Two rings of same mass \( M \) and radius \( R \) are so placed that their centre is common and their planes are perpendicular to each other. The moment of inertia of the system about an axis passing through the centre and perpendicular to any one ring is

• A. \( \frac{3MR^2}{2} \)
• B. \( \frac{MR^2}{2} \)
• C. \( \frac{2MR^2}{3} \)
• D. \( MR^2 \)

Hint:

For a system of two perpendicular rings, their total moment of inertia is the sum of their individual moments of inertia.

Answer 1

The Correct Option is A

Step 1: Understanding the concept of moment of inertia.
For two rings with their planes perpendicular to each other, the total moment of inertia about an axis passing through their center is the sum of the individual moments of inertia of each ring.

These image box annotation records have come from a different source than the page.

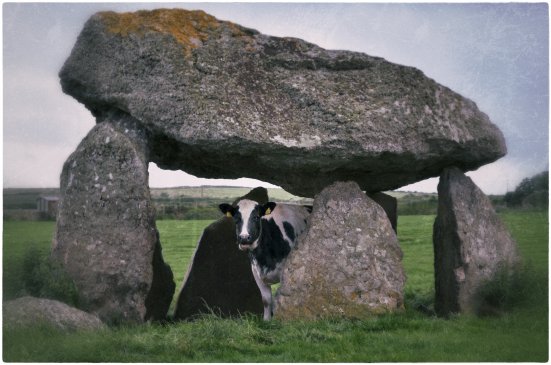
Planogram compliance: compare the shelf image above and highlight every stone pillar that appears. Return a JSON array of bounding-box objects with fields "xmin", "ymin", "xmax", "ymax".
[
  {"xmin": 433, "ymin": 168, "xmax": 519, "ymax": 316},
  {"xmin": 274, "ymin": 182, "xmax": 406, "ymax": 319},
  {"xmin": 52, "ymin": 115, "xmax": 174, "ymax": 323},
  {"xmin": 174, "ymin": 188, "xmax": 268, "ymax": 319}
]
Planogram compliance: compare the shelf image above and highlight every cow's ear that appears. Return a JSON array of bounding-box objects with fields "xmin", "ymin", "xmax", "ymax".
[
  {"xmin": 261, "ymin": 202, "xmax": 276, "ymax": 215},
  {"xmin": 218, "ymin": 203, "xmax": 235, "ymax": 217}
]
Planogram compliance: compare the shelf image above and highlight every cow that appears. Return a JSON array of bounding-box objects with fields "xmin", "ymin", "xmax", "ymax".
[{"xmin": 219, "ymin": 199, "xmax": 311, "ymax": 321}]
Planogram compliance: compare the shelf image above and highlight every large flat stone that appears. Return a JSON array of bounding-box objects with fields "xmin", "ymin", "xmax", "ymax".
[
  {"xmin": 60, "ymin": 9, "xmax": 506, "ymax": 197},
  {"xmin": 53, "ymin": 114, "xmax": 174, "ymax": 324}
]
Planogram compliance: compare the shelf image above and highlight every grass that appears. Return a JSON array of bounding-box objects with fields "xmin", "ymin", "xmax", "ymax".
[{"xmin": 3, "ymin": 212, "xmax": 549, "ymax": 362}]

For each ring, the moment of inertia about the center is: \[ I = MR^2 \] Step 2: Using the perpendicular axis theorem.
By the perpendicular axis theorem, the total moment of inertia for two perpendicular rings is: \[ I_{\text{total}} = I_1 + I_2 = \frac{MR^2}{2} + \frac{MR^2}{2} = \frac{3MR^2}{2} \] Thus, the correct answer is (A) \( \frac{3MR^2}{2} \).